Dolayısıyla, terör olayları nedeniyle meydana gelen ve sosyal risk ilkesi kapsamında bulunup 5233 sayılı Kanun uyarınca karşılanmayan ilgililerin ileri sürdükleri manevi zarara bağlı tazminat taleplerine ilişkin uyuşmazlıklarda, idare hukukunun tazminata ilişkin ilke ve kuralları çerçevesinde 2577 sayılı Kanun’un öngördüğü usullere tabi olarak manevi tazminat ödenip ödenmeyeceğine ilişkin yargısal incelemenin yapılarak, manevi tazminat için koşulların oluşup oluşmadığının değerlendirilmesi gerekmektedir.

HUKUKİ DEĞERLENDİRME:
A) Temyize konu kararın manevi tazminat isteminin kısmen kabulüne ilişkin kısmının incelenmesi:
Manevi zarar; kişinin fizik yapısının ve iç huzurunun bozulmasını, yaşama gücünün ve sevincinin azalmasını, kişilik haklarının zedelenmesini, şeref ve haysiyetinin rencide edilmesini, ölüm veya uğranılan diğer cismani zarar nedeniyle duyulan acı ve ızdırabı, kişinin günlük yaşamını zorlaştıran belli ağırlıktaki her türlü üzüntü ve sıkıntıyı ifade etmektedir. Kendisinin veya yakınlarının uğradığı tecavüz, saldırı veya meydana gelen bir ölüm olayı sonucunda; fiziki veya manevi acılar duyan, ruhsal dengesi bozulan, yaşama sevinci azalan kişinin manevi yönden zarara uğramış olduğu kabul edilmektedir.
Manevi tazminata hükmedilebilmesi için idarenin işlemi ya da eylemi sonucunda ağır bir elem ve üzüntünün duyulmuş olması veya şeref ve haysiyetinin rencide edilmiş bulunması gerekmekte olup, söz konusu olayda manevi tazminat koşullarının oluşmadığı kanaatine varıldığından, manevi tazminat isteminin reddine karar verilmesi gerekirken manevi tazminat isteminin kısmen kabulü yolunda verilen İdare Mahkemesi kararının bu kısmında hukuki isabet bulunmamaktadır.

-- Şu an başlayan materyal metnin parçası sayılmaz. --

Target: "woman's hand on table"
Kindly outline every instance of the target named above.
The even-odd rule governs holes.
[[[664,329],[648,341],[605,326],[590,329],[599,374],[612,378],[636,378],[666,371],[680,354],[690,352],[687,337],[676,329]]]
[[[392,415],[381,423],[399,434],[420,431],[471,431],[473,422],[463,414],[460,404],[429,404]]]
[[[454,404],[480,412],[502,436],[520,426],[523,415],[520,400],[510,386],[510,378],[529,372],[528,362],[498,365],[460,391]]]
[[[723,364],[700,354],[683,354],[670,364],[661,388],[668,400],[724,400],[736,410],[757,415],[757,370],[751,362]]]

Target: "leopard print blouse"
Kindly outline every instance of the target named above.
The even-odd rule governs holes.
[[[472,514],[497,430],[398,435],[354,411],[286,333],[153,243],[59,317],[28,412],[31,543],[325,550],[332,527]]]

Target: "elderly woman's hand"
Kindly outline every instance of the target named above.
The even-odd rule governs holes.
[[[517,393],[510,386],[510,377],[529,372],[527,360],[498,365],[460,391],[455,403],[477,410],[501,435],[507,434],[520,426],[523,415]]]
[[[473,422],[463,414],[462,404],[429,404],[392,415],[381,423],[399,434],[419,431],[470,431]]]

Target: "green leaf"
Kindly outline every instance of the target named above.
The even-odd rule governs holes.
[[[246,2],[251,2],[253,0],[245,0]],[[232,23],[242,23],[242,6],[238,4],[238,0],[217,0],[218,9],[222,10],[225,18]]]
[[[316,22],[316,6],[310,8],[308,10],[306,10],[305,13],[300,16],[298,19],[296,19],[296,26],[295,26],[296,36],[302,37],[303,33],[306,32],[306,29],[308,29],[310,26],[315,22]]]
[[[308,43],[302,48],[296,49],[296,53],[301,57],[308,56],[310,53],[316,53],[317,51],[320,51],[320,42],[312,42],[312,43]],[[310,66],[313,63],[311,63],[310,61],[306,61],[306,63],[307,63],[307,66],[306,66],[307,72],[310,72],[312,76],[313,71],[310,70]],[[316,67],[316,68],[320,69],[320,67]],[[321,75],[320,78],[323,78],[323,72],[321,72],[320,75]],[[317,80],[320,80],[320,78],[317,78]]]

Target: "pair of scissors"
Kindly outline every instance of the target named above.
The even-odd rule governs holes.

B) Temyize konu kararın manevi tazminat isteminin kısmen reddine ilişkin kısmının incelenmesi:
Temyize konu kararın, manevi tazminat isteminin kısmen reddine yönelik kısmı sonucu itibarıyla usul ve hukuka uygun olup, kararın bu kısmının yukarıda belirtilen gerekçe ile onanması gerekmektedir.

KARAR SONUCU :
Açıklanan nedenlerle;
1. Davacının temyiz isteminin REDDİNE, davalı idarenin temyiz isteminin KABULÜNE,
2. Temyize konu … İdare Mahkemesinin … tarih ve E:…, K:… sayılı kararının manevi tazminat isteminin kısmen reddine ilişkin kısmının yukarıda belirtilen gerekçeyle ONANMASINA, manevi tazminat isteminin kısmen kabulüne ilişkin kısmının BOZULMASINA,
3. Bozulan kısım hakkında yeniden bir karar verilmek üzere dosyanın anılan Mahkemeye gönderilmesine,
4. 2577 sayılı Kanun’un (Geçici 8. maddesi uyarınca uygulanmasına devam edilen) 54. maddesinin birinci fıkrası uyarınca bu kararın tebliğ tarihini izleyen günden itibaren onbeş gün içinde karar düzeltme yolu açık olmak üzere, 21/12/2022 tarihinde oy birliğiyle karar verildi.